Jessica volvió a su escritorio intentando contener las ganas de lanzarse por alguna ventana, no tenía nada de fuerzas ni para existir sin dar pena. Era la tercera vez en aquel día que vomitaba y lo odia. Odiaba todo aquello. Se odiaba a sí misma.
No había logrado sentarse bien cuando la puerta de la oficina de Brett se abrió y este se paró a mirarla con su eterna cara de "todo apesta" y aunque aquel día en particular, coincidía con él, Jessica sintió ganas de meter la cabeza en algún agujero. No era el mejor día para soportar sus gritos.
–¿Qué quieres? –incluso ella misma se sorprendió de su respuesta.

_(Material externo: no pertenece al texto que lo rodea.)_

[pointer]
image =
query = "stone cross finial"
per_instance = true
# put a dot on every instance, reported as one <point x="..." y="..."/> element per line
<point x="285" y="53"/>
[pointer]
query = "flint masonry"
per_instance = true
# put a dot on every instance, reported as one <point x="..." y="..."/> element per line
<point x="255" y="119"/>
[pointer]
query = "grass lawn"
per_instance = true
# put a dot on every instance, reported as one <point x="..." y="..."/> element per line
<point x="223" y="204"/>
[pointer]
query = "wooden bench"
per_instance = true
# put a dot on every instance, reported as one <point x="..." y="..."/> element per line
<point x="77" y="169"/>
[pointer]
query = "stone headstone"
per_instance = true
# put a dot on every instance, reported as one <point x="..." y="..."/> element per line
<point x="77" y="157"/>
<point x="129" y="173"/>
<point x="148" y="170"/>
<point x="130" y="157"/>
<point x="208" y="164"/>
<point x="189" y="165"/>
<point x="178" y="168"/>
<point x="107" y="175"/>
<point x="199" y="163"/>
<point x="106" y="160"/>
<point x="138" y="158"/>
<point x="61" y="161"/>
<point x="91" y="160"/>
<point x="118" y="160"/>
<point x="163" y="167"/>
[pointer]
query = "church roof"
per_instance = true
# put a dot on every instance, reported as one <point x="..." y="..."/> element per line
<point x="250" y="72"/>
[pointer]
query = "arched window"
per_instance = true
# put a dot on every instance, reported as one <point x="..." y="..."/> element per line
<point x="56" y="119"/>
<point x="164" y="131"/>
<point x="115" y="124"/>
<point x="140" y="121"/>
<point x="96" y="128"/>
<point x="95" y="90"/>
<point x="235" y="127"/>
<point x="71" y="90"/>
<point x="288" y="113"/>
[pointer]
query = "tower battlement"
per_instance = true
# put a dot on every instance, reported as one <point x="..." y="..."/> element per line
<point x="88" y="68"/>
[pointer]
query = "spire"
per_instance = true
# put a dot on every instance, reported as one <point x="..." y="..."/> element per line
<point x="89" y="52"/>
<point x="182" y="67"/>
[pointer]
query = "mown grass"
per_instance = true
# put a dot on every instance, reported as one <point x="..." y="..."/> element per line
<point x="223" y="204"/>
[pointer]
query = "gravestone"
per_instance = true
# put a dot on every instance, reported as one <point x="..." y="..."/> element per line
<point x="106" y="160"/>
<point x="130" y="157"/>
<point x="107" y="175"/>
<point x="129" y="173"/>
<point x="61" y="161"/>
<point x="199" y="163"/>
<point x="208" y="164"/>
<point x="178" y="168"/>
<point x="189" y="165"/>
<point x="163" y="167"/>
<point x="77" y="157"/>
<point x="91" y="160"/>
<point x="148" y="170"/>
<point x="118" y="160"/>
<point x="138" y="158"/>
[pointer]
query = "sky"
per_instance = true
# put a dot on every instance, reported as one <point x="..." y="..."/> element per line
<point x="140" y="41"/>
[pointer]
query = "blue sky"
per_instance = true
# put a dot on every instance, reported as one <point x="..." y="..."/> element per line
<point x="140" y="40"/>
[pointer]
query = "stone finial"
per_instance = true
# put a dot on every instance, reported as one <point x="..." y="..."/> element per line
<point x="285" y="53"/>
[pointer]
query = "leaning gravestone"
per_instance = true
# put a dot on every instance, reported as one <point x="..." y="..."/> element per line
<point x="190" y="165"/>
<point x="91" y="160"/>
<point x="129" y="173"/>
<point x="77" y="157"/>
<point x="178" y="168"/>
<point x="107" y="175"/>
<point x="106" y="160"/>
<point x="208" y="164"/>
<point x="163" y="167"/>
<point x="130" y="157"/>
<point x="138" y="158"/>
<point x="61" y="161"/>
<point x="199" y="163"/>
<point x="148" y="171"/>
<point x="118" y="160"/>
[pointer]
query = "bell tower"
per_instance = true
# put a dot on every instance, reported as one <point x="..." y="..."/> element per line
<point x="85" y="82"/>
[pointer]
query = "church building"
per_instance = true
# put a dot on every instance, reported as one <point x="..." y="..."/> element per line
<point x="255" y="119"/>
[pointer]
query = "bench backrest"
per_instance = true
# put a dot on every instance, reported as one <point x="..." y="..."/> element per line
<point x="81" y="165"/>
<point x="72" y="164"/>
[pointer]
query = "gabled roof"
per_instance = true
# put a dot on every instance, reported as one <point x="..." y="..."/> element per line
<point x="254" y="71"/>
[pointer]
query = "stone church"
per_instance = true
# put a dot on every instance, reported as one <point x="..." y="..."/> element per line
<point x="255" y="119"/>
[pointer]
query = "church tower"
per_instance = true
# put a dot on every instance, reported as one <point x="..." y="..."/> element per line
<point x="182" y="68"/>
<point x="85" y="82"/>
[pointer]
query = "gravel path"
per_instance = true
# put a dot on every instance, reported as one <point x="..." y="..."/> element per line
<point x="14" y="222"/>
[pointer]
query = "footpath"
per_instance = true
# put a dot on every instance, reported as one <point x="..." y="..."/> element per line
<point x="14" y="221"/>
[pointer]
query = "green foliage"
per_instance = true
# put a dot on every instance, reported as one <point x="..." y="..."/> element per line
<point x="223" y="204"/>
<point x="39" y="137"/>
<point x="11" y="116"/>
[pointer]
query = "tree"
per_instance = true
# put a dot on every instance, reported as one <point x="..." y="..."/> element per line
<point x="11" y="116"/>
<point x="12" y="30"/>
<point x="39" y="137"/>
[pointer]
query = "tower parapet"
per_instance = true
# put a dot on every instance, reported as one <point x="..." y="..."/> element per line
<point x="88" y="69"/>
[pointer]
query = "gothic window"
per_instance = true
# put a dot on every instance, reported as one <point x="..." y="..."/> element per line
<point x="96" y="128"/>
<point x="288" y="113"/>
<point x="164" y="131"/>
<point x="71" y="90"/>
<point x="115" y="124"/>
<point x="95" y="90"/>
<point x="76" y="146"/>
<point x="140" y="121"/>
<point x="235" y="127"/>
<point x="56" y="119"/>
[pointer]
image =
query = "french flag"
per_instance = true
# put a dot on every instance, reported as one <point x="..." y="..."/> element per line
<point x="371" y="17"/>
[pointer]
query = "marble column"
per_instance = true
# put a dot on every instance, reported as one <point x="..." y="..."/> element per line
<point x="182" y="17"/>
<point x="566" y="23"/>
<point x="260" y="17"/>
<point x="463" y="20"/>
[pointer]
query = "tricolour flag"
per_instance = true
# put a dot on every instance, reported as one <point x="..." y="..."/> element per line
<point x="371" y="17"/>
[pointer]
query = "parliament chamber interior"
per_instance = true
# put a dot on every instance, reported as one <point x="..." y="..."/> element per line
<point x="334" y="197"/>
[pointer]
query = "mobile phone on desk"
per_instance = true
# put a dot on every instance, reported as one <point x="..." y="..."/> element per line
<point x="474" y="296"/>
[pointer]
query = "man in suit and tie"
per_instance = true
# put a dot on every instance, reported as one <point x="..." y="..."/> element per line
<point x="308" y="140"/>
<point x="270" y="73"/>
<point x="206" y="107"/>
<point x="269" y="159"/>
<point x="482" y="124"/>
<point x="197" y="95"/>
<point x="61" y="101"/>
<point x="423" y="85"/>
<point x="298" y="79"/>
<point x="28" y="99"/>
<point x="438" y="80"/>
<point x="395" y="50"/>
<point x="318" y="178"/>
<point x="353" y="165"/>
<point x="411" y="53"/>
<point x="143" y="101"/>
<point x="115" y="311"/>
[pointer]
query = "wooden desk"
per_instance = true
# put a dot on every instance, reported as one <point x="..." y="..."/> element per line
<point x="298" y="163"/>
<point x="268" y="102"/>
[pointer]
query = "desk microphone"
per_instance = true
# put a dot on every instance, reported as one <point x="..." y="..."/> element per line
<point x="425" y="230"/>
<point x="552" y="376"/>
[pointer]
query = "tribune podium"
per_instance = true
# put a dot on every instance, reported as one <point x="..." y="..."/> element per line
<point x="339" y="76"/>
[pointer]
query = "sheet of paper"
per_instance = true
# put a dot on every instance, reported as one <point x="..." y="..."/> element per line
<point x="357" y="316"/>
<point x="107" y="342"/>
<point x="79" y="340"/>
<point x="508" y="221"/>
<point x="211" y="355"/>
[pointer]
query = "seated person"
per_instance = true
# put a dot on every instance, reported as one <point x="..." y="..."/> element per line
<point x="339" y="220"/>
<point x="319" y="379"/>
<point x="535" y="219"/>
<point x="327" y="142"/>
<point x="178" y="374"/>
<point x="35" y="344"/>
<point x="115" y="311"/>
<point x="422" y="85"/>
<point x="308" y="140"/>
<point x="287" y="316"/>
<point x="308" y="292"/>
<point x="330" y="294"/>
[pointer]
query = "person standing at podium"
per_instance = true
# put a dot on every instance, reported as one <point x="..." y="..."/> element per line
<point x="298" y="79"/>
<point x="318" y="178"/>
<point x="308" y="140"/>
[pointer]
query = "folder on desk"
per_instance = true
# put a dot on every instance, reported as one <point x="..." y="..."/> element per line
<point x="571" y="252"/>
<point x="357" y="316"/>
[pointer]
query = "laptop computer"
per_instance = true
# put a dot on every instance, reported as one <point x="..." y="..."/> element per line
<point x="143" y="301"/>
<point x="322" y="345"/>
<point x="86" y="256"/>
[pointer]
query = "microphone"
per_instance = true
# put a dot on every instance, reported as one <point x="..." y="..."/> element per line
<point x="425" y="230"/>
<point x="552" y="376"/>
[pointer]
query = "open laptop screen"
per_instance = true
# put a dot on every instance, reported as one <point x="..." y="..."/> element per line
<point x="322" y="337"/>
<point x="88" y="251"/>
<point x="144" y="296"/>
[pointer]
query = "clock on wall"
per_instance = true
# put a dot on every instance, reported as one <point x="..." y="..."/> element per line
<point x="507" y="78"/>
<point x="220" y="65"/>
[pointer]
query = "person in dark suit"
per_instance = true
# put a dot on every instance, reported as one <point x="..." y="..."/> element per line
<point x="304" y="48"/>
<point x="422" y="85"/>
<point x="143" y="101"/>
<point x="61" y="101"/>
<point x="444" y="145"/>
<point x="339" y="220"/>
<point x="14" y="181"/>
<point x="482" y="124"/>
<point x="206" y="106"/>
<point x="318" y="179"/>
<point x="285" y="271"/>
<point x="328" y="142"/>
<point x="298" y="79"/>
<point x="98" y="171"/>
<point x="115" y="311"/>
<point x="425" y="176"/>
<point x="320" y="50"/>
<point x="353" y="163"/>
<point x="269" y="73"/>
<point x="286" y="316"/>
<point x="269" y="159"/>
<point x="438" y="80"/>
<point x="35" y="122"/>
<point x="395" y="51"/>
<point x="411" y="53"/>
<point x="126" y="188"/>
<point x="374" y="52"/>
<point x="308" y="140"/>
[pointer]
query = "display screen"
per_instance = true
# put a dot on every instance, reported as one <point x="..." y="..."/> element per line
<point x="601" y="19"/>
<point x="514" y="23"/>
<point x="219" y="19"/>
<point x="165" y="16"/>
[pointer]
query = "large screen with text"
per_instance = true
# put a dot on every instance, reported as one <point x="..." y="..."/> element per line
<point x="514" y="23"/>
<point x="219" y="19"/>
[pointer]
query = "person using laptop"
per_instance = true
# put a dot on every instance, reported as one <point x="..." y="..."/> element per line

Si no se sintiera tan mal, tal vez se hubiera muerto de la vergüenza.
Su tono de voz no había sido el más profesional y era la primera vez que lo tuteaba, claro, estando sobria.

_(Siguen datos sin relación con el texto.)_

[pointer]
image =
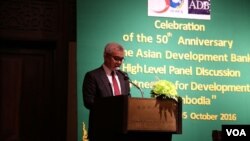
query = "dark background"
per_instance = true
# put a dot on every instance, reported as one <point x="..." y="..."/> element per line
<point x="37" y="70"/>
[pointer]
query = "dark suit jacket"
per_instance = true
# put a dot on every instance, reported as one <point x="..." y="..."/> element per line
<point x="97" y="85"/>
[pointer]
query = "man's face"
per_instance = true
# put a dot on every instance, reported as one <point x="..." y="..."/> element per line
<point x="114" y="60"/>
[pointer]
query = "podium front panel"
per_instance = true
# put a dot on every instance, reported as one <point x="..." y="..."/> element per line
<point x="146" y="114"/>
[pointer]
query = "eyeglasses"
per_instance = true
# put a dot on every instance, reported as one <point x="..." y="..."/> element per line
<point x="117" y="58"/>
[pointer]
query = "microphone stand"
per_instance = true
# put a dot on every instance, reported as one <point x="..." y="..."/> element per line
<point x="127" y="78"/>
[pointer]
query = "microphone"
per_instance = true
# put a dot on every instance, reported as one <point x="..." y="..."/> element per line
<point x="127" y="78"/>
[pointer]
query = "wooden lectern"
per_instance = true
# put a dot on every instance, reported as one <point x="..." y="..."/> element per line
<point x="123" y="118"/>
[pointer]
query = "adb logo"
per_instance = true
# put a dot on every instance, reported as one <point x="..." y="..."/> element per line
<point x="199" y="7"/>
<point x="190" y="9"/>
<point x="176" y="3"/>
<point x="162" y="6"/>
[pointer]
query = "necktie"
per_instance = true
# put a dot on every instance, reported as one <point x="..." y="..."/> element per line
<point x="115" y="84"/>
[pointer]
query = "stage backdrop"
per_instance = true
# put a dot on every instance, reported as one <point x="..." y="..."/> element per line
<point x="208" y="59"/>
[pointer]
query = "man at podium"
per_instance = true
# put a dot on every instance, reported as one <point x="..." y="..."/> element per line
<point x="106" y="80"/>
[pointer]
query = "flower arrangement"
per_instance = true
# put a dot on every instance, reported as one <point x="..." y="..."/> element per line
<point x="165" y="90"/>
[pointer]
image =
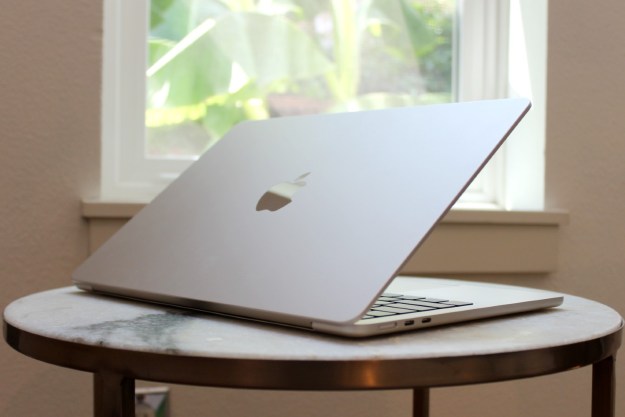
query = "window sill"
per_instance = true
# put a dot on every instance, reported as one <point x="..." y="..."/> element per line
<point x="465" y="242"/>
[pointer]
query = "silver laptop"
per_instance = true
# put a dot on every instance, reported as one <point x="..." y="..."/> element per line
<point x="305" y="221"/>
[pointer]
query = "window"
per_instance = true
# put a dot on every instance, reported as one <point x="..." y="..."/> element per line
<point x="159" y="114"/>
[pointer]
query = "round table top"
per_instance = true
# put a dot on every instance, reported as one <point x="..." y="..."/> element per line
<point x="80" y="330"/>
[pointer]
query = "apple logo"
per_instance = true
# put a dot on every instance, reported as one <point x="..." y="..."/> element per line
<point x="281" y="194"/>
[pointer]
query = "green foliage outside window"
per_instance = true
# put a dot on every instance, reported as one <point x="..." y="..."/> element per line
<point x="215" y="63"/>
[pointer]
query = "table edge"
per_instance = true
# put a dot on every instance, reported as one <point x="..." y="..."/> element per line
<point x="314" y="374"/>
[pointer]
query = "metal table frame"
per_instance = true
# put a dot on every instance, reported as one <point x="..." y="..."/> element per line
<point x="115" y="370"/>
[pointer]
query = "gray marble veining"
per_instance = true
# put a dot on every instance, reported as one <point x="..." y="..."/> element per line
<point x="73" y="315"/>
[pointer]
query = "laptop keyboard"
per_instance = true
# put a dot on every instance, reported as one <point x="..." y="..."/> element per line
<point x="395" y="304"/>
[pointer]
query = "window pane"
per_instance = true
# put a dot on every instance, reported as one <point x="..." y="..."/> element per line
<point x="214" y="63"/>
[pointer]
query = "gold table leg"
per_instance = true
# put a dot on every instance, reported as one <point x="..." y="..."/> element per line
<point x="421" y="402"/>
<point x="603" y="388"/>
<point x="113" y="395"/>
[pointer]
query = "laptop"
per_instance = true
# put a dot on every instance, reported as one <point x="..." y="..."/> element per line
<point x="306" y="221"/>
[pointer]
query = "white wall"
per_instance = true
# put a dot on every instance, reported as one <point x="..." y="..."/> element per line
<point x="49" y="160"/>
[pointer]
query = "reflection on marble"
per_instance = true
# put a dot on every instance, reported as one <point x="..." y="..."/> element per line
<point x="76" y="316"/>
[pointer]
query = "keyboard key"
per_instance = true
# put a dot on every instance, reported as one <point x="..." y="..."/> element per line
<point x="458" y="303"/>
<point x="412" y="307"/>
<point x="379" y="313"/>
<point x="393" y="310"/>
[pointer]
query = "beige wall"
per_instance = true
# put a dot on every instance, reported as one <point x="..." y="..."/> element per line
<point x="49" y="160"/>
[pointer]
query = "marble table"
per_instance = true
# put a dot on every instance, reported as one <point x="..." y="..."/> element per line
<point x="120" y="341"/>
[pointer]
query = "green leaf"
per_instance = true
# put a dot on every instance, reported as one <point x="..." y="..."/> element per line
<point x="269" y="48"/>
<point x="188" y="73"/>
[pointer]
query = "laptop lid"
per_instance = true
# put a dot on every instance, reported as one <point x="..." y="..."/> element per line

–¿Sucede algo? Estás pálida. – cuestionó él.
Bueno, no había simpatía en su mirada, pero al menos si había preocupación. Quizás sería una buena idea jugar la lotería esa noche, no pasaba todos los días que Brett Henderson abandonaba su expresión de siempre para tomar alguna otra que denotara humanidad.
–Si sucede. Estoy enferma. No he podido probar bocado y vomito hasta el agua que otro se toma.
Ese día no estaba de ánimo para ser respetuosa, ni para sentirse nerviosa en su presencia. Lo único que quería era caer en un sueño profundo y despertar en labor de parto. O morir en algún momento, ya le daba igual.
Recostó la frente del tope del escritorio y se quedó así unos segundos, pero al parecer Brett no entendió la indirecta, porque se quedó allí de pie.
–¿Quieres irte a tu casa?
Estúpido Brett. Estúpido Brett y sus estúpidas preguntas. ¡Claro que quería irse! Quería marcharse de allí para nunca volver. Evitar para siempre el tener que ver su estúpida y sensual cara de hombre prometido que había dejado un bebé en su interior.
–No. No quiero ir a ningún lugar. Pero agradecería que usted fuera a su oficina y me permitiera estar sola.
Ella no lo veía, pero pudo sentir las vibraciones de su ira.
–Levántate, Jessica, te vas a tu casa. –dijo, con la misma emoción con la que un niño come rábano.
–¡¿Qué?! Perdón. ¿Qué? No. Me quedaré —Ni siquiera sabía por qué lo hacía, pero la idea de ir a su casa, justo en ese momento, no le causaba nada de emoción.
–Vas a contagiar a todo el mundo con lo que sea que tengas si te quedas aquí. No quiero que enfermes a los empleados.
Él siempre tan agradable. Jessica sintió deseos de gritarle que el único que la había contagiado con un embarazo había sido él. Pero gracias a Dios, el sentido común volvió antes de que comenzara a chillar como loca.
–Bien, perfecto. Me iré.
—Te llevaré —agregó él.
En su rostro no había un solo gesto que pudiera ayudar a Jess a suponer lo que fuera que estuviera pasando por su cabeza. Brett era como una carta escrita con tinta invisible, y ellas no tenían la estúpida linterna para poder leerla. No la tendría jamás. Lo único que tenía era una limitada cantidad de dignidad que pretendía conservar.
—No, gracias. Me iré sola.
–Y cuando vayas conduciendo ¿Llevarás la cabeza apoyada sobre el volante como la llevas ahora?
Jessica levantó la cabeza de golpe. Lo que solo le provocó un intenso dolor.
Maldito fuera Brett y su sarcasmo. Estúpido Brett Henderson.
–Pensé que sería muy feliz si me asesina un conductor ebrio. –balbuceó.
Unas semanas atrás, no se hubiera atrevido a hacer aquel comentario ni bajo tortura. Lo habría pensado, si, pero jamás lo habría dicho en voz alta. Algo en su cabeza estaba haciendo cortocircuito y la obligaba a decir cosas que la llevarían a una muerte segura.